The common intestinal parasites found in cats and dogs are tapeworms and roundworms. Occasionally dogs kept in multi-dog kennels will be infected with hookworms.

How does my pet get worms?

Most puppies are born with worms or infected very soon afterwards, either through intrauterine infection or via the milk. The latter is also
a route of infection for kittens. The majority of worm eggs ingested by your pet are from grooming as most of the worm eggs are on their coat. This is because they lick their bottoms and then groom themselves. Cats will also pick up tapeworms from eating their hunted prey.

How would I know if my pet had worms?

Most adult animals show few signs of having worms. Occasionally roundworms can be seen if the animal vomits but only the eggs are passed in the faeces and these are too small to be seen by the human eye. Tapeworm can be recognised as flat whitish motile segments, generally around your pet’s bottom or in the faeces.

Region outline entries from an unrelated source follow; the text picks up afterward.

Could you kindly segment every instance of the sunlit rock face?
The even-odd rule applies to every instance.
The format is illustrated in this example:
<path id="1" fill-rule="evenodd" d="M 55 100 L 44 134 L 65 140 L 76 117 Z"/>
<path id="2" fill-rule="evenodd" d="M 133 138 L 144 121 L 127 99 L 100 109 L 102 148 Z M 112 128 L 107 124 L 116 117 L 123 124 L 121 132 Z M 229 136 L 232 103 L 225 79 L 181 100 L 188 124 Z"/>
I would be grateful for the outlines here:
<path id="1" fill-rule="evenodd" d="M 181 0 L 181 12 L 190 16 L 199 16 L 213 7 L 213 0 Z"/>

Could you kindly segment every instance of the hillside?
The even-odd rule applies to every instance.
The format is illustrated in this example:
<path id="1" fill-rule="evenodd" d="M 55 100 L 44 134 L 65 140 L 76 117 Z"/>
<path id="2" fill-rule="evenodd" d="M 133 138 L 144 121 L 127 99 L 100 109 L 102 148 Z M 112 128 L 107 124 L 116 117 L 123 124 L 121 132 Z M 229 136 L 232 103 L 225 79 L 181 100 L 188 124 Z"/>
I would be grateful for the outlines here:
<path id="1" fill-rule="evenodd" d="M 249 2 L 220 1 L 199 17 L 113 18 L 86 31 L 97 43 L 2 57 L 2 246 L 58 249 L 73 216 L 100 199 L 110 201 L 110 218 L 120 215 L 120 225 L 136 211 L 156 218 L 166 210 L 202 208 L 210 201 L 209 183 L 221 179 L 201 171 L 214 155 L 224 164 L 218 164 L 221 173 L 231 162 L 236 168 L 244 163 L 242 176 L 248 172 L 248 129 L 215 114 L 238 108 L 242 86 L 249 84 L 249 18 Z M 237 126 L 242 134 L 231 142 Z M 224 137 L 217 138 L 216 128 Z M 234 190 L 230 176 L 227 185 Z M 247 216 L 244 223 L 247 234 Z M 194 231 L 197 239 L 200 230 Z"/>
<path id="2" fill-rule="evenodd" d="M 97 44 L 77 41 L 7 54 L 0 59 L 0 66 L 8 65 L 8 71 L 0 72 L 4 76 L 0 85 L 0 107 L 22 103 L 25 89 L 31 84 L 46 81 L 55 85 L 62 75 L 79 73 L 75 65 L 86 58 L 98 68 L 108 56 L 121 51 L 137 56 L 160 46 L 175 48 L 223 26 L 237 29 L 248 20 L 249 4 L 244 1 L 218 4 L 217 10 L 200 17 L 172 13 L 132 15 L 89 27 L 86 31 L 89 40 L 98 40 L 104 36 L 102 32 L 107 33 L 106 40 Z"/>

Why should I routinely treat my pet for worms?

Some worms that affect cats and dogs can be hazardous to humans, especially children, if they accidentally ingested the larvae. Ocular Larval Migrans occurs when roundworms ingested by humans (from their pets) migrate behind the eyes. This can result in partial blindness.
Adult animals may show no signs of ill health despite having high worm burdens. More severe signs are seen in young animals where they can cause poor growth, vomiting, diarrhoea, pot-bellied appearance and intestinal impaction in severe cases.

How do I treat my pet for worms?

We advise treating your pet from 2 weeks of age and then repeating at 5 weeks, 8 weeks, 12 weeks and 16 weeks and monthly until 6 months of age. Thereafter we recommend treating your pet at least 4 times annually. You must remember that no de-wormer lasts for any period of time - it literally passes through the intestine, clears out the existing infestation and if your pet ingests further worm eggs, they will mature within 2-3 weeks. In some cases such as cats that hunt it may be necessary to treat every 4 weeks. We recommend use of either Panacur, Drontal  or Milbemax for dogs and for cats Panacur, Milbemax, Drontal or Profender, a spot-on deworming solution applied between the shoulder blades. The advantage of using veterinary deworming medication is that one dose kills all common worm types.

You can buy worming treatments at either of our surgeries. Profender is a prescription-only-medication and a legal prerequisite exists that your cat must have been seen by one of our veterinary surgeons in the past twelve months to allow us to prescribe it for your cat.

Remember that good hygiene is the best way to protect yourself and your pets from worm infestations. Worm eggs can remain viable in the environment from 2-4 years, encourage children to wash their hands after playing with animals, especially when they’ve been outside. Remove your pet’s faeces as soon as they have been passed, especially in public places.